Nora Stott has kept seats for us, but there is time for no more than a brief hello before the judge comes into the court. Something about the way he peers at his notes and then down at us makes me think he is feeling bad-tempered this afternoon. Perhaps his lunch doesn’t agree with him. Can lunch affect the workings of justice? The irreverent notion pops into my mind and I remember how in my New York notebooks I had worked out which editors should be called at which points in the day for optimal effect. One in particular was notoriously disagreeable just after lunch, as his Lordship seems to be now. The baleful look he gives the prosecutor who has just put an inaudible question to him would have me quivering in my heels. Happily the jury’s faces still display the same eager interest. Justice will not rest on a single man’s digestive tract.
‘This is the
witness Jennifer was worrying about,’ Paul whispers to me as a ruddy-cheeked man in a brightly-chequered jacket ambles towards the witness box.

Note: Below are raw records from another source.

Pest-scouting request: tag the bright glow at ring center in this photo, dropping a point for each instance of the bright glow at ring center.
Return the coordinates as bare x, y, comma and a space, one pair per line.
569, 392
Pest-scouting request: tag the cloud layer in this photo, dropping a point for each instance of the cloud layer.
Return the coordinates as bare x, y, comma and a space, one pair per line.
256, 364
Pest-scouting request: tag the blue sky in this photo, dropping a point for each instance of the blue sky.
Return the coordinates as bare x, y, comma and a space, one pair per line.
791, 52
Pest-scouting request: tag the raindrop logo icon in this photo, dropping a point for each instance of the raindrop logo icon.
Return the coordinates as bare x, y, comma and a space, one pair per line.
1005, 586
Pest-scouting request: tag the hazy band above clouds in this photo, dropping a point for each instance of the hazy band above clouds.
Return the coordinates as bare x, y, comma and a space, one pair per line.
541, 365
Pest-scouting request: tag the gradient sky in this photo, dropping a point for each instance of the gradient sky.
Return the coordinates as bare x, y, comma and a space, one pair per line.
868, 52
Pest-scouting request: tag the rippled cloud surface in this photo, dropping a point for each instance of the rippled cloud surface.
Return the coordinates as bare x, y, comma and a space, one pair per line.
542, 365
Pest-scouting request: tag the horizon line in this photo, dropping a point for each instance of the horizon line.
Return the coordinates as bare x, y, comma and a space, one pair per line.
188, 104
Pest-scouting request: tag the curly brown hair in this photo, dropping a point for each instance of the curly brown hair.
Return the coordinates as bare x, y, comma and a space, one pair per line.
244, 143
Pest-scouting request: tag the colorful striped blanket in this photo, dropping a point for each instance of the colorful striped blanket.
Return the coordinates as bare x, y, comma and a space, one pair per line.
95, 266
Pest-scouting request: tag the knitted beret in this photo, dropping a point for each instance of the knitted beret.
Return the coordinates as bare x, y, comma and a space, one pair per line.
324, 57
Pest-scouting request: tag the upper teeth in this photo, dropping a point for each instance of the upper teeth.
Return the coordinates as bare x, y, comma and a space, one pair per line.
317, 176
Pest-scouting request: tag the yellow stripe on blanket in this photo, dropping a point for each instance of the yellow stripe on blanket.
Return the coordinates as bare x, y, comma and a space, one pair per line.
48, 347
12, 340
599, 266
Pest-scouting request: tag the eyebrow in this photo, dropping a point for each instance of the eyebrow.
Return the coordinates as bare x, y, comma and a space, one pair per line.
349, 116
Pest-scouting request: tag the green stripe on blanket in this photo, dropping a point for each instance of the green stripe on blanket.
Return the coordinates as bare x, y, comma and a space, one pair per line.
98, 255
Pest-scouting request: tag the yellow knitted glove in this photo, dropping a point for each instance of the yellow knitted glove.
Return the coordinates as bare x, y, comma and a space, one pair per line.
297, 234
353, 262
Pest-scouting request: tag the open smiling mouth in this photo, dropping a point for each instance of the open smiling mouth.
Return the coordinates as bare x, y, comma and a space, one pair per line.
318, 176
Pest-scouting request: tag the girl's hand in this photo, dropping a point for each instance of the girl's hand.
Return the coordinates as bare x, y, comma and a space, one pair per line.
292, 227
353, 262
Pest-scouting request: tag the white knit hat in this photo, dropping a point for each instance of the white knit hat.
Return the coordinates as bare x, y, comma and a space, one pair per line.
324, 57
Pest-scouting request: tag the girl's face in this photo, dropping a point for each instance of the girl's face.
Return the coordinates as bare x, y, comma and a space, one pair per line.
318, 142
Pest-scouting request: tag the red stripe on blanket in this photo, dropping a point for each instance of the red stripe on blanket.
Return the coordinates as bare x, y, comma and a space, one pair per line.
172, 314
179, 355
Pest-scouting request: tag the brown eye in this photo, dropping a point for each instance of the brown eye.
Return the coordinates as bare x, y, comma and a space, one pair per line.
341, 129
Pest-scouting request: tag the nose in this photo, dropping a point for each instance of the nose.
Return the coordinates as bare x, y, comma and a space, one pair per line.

Mr Daniel Carter’s voice has a high-pitched whine to it and gold flashes from his mouth as he speaks. He seems as creditable to me as a latter day Mephistopheles, but I try to control my dislike as an impartial observer or good juror must. Mr Carter, it seems, was a close friend of the victim’s. Over the last years they would meet two or three times a week. In the course of those years, Mr Carter tells us, his friend - ‘the best bloke in the world’ - had occasion to mention that his wife made his life a right misery. Every penny he earned went on her, the house, and the children, so that Tom was lucky if he had a pound left a week to put a little bet on the horses. And she was a complainer, was Mrs Roberts. Never stopped from the sound of it. On top of that there was a suggestion that last year or perhaps it was the year before last, she’d had herself a little fling. Not an easy woman, no, and with a tendency to fly off the handle. Why he knew that himself. When he’d gone to inquire after Tom, after he’d vanished, she wouldn’t even open the door to him. Just shouted at him through the door that Tom had gone off on a trip. He hadn’t believed her of course. Tom would have told him if he was planning a little holiday. And yes, Tom was a gentle man. Wouldn’t hurt a fly; never in all the years he had known him had he seen him get mixed up in a brawl of any kind.
‘Any questions, Mrs Walters?’ the judge asks Jennifer.
She leaps up with alacrity, ‘Am I right in assuming Mr Carter, that your and Mr. Roberts’ meetings usually took place at the Horse and Groom?